There is a moral duty to reduce health inequalities (Marmot review 2020) and support those who become ill. Covid highlighted the need for a more equitable society, building on support for those with differing abilities to access and remain in work (DWP 2016). Focussing attention on the need for a healthy and safe work environment for all individuals, including those with health conditions. It is well documented that the chance of worklessness after a year of absence is high and that work itself is a health outcome (CWH 2019) which is where trained and skilled OH professionals come in.

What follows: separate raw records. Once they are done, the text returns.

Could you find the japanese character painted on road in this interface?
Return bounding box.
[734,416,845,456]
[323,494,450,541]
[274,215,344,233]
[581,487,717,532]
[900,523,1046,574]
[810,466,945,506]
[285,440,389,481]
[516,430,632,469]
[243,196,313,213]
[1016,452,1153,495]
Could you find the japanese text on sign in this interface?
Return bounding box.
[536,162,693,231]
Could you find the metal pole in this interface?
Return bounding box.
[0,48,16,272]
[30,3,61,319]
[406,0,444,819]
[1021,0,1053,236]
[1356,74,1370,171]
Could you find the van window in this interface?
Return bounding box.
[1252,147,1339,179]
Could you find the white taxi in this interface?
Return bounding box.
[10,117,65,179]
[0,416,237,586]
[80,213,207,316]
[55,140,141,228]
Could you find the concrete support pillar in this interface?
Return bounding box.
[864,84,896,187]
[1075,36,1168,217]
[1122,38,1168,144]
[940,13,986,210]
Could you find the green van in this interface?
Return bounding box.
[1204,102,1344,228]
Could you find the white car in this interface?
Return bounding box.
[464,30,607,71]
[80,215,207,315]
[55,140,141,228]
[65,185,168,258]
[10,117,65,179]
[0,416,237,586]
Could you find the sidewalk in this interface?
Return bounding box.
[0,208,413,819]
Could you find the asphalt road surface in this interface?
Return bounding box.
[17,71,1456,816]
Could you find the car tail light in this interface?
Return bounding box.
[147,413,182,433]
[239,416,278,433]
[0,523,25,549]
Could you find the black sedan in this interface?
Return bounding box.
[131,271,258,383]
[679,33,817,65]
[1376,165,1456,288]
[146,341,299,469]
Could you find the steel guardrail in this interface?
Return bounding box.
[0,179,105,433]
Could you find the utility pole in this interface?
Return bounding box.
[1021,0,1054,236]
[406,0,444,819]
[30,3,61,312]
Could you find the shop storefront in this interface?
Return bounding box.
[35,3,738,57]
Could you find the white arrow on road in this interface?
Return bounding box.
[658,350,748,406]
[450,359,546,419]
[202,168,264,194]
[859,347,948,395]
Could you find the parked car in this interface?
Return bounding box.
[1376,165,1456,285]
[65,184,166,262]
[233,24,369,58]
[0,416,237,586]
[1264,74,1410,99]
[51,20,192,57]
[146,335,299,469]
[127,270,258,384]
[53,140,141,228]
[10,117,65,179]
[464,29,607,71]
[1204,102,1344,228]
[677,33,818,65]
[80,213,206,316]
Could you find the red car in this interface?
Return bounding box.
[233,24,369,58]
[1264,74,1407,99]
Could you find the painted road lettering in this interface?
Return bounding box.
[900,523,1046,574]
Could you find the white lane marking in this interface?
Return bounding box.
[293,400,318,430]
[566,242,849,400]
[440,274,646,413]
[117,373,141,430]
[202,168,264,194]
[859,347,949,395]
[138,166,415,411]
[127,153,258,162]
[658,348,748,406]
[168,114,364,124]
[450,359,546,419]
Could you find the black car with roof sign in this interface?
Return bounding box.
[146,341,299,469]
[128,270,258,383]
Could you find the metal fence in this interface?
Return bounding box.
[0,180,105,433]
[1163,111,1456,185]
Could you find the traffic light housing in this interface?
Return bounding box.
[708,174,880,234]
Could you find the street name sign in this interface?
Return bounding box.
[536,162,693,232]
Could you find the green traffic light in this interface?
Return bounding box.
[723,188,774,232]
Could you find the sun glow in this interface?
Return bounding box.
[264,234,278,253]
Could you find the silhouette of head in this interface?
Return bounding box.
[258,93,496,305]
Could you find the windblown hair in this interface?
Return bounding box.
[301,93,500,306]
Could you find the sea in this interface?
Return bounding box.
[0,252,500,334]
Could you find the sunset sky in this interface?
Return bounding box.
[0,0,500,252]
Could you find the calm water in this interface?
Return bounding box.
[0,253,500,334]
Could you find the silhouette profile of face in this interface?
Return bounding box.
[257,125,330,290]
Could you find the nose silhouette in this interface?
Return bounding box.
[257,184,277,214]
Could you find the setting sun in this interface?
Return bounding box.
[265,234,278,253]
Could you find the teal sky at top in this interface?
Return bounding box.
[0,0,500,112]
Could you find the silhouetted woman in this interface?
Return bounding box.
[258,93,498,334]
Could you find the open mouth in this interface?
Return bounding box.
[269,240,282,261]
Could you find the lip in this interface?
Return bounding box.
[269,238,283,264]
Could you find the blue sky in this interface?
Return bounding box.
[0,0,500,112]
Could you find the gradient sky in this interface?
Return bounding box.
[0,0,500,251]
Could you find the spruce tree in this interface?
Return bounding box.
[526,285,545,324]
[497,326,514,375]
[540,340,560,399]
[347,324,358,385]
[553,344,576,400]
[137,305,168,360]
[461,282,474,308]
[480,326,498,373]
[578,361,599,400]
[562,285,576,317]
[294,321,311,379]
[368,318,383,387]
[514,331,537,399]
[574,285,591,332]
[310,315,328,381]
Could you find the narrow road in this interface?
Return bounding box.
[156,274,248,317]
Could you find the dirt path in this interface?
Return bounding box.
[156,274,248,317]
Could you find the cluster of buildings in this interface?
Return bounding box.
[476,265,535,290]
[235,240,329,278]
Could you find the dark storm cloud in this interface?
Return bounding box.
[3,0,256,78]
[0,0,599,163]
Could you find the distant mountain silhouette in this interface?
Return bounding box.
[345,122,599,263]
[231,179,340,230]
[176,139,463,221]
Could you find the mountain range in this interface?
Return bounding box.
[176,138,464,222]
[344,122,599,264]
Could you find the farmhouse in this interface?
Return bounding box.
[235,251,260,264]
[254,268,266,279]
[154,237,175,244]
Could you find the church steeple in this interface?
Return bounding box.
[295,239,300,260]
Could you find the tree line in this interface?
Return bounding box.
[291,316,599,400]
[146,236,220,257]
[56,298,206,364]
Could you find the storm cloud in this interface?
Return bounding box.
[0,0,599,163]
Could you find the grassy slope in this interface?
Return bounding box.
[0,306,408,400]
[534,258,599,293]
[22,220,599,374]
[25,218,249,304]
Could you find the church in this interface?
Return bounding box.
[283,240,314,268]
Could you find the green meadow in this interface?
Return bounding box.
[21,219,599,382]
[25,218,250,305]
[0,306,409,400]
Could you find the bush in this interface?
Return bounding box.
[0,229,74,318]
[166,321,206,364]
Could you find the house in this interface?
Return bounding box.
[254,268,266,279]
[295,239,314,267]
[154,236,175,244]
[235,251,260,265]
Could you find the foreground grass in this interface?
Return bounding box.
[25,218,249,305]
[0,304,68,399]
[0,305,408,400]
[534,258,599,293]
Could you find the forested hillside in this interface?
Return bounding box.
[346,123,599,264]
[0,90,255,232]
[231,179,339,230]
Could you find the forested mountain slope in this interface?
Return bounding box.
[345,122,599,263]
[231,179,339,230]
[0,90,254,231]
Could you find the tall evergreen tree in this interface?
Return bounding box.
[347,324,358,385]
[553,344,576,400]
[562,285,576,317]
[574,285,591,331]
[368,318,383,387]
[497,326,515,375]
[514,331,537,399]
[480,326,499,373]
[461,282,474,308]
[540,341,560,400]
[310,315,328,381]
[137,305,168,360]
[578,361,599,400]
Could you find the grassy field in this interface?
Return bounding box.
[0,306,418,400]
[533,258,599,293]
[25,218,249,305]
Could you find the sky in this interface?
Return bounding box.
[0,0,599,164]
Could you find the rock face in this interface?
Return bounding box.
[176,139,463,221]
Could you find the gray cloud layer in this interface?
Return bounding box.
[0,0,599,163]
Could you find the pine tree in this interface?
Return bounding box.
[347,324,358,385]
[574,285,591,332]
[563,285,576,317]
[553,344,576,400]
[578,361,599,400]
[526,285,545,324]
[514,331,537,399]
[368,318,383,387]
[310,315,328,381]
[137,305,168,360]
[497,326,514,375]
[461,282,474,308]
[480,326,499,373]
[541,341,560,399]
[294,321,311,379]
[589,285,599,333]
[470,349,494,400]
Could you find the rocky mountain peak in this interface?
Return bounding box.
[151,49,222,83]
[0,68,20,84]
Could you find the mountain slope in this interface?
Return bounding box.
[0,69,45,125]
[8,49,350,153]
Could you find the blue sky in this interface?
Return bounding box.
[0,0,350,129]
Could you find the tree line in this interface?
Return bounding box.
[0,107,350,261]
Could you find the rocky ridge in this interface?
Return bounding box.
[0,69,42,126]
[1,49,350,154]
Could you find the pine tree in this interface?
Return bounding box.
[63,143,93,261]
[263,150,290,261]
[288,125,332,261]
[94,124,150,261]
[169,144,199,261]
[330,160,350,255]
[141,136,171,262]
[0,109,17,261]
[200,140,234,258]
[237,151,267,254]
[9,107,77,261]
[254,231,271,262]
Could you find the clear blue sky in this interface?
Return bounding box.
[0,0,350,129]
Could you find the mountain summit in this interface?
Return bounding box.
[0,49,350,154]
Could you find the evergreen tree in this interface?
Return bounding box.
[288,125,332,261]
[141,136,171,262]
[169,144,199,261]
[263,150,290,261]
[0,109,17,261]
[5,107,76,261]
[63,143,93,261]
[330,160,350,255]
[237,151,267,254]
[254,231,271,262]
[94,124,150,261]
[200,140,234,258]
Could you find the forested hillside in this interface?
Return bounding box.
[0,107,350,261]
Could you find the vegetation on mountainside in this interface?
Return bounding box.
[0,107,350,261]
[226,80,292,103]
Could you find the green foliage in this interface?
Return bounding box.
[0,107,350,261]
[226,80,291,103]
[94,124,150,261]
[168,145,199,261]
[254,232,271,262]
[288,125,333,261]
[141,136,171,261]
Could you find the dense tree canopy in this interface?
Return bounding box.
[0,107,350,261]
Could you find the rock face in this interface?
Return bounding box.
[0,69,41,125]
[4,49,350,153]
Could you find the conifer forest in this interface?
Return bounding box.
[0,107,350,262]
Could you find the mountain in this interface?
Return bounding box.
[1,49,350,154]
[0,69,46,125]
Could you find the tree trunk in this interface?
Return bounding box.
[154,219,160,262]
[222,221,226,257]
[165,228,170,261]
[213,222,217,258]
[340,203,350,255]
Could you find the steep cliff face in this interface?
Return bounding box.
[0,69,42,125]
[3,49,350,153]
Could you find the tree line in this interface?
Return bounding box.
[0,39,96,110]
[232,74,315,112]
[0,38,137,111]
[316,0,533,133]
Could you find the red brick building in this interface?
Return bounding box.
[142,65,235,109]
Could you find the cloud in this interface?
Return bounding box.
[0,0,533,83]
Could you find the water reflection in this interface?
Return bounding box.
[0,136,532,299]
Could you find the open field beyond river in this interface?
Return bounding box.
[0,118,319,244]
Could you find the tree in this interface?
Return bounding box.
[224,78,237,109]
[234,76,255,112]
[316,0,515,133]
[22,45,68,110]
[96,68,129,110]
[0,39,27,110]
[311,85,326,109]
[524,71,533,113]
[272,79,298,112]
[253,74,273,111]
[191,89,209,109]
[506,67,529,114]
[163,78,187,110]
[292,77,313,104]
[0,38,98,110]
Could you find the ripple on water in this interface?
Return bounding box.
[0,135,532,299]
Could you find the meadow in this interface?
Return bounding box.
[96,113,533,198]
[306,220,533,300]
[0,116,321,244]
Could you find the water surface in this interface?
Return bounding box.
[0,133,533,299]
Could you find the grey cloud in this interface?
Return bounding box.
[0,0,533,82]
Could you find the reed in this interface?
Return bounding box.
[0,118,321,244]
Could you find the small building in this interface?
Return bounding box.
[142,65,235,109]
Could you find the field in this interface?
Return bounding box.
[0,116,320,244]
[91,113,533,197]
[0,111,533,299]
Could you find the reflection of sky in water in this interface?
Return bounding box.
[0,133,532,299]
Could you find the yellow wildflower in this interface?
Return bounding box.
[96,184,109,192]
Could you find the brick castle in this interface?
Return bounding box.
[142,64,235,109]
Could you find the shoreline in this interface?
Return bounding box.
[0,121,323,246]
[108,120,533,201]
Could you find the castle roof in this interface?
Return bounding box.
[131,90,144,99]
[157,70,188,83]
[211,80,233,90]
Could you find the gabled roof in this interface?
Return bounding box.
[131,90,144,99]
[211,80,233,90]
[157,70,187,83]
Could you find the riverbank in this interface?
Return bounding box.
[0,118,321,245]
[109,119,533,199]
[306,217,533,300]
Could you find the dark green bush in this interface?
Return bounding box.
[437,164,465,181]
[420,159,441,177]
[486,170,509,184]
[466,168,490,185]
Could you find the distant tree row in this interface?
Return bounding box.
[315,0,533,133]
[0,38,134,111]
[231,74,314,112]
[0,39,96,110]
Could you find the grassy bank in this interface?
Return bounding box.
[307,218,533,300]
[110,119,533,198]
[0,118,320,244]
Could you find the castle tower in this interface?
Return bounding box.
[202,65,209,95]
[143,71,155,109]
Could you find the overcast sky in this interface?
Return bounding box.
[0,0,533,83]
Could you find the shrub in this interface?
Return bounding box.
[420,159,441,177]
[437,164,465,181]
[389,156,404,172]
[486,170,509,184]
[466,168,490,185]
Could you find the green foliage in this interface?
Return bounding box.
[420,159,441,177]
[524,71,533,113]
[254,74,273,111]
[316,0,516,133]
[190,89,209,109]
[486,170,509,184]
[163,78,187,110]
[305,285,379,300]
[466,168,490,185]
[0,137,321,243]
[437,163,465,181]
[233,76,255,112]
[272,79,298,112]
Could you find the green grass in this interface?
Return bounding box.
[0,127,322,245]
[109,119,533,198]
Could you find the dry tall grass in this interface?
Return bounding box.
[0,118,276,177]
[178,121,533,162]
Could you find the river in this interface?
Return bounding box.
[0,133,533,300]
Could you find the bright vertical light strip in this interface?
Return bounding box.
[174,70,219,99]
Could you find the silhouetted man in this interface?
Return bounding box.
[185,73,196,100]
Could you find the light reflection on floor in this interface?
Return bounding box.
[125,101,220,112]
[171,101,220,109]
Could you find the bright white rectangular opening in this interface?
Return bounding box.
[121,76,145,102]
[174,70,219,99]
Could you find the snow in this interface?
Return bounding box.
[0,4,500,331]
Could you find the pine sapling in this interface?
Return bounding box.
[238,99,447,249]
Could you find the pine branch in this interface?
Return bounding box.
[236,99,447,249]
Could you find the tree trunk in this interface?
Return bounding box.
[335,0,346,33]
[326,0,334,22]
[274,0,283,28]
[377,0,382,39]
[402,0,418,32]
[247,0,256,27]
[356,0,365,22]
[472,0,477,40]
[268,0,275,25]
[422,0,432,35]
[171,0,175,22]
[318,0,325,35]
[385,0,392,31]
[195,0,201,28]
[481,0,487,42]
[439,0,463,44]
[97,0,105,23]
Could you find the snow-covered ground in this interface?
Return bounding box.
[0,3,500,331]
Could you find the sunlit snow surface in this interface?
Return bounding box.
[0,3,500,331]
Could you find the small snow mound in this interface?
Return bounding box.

Wellbeing (WB) especially mental wellbeing, at work is top of the list within the media. OH became synonymous with wellbeing following the Boorman review of 2009 and especially since the pandemic – with many people calling us OH&WB since the advent of the NHS Growing OH&WH program, with whom the school is working closely, especially on the topic of training and education. Workplace wellbeing is here to stay and OH have the knowledge, skills and competencies to deliver evidence-based programs (SOM 2019), therefore no education and training strategy could be without this.

The OH profile is increasing. We know Covid escalated the need to retain and support employees in very difficult circumstances and OH proved to be crucial, even seen as a frontline clinical function for the NHS. Significant amounts of money were saved by OH, up to £50 million for one private manufacturer, as was reported at a recent conference.

The OH remit is changing and expanding. OH has been especially good at innovation with most OH organisations out there working differently or having developed a new service during the pandemic. The downside being workload increased by more than 50% for OH (NHS).

It is no wonder the government has a vested interest in OH and getting it right. Starting with identifying the right clinicians and supporting their skill development i.e., education and training. It is for this reason, the NSOH has been leading a task-and-finish project with the Work and Health Unit (WHU), focusing first on training and education within OH.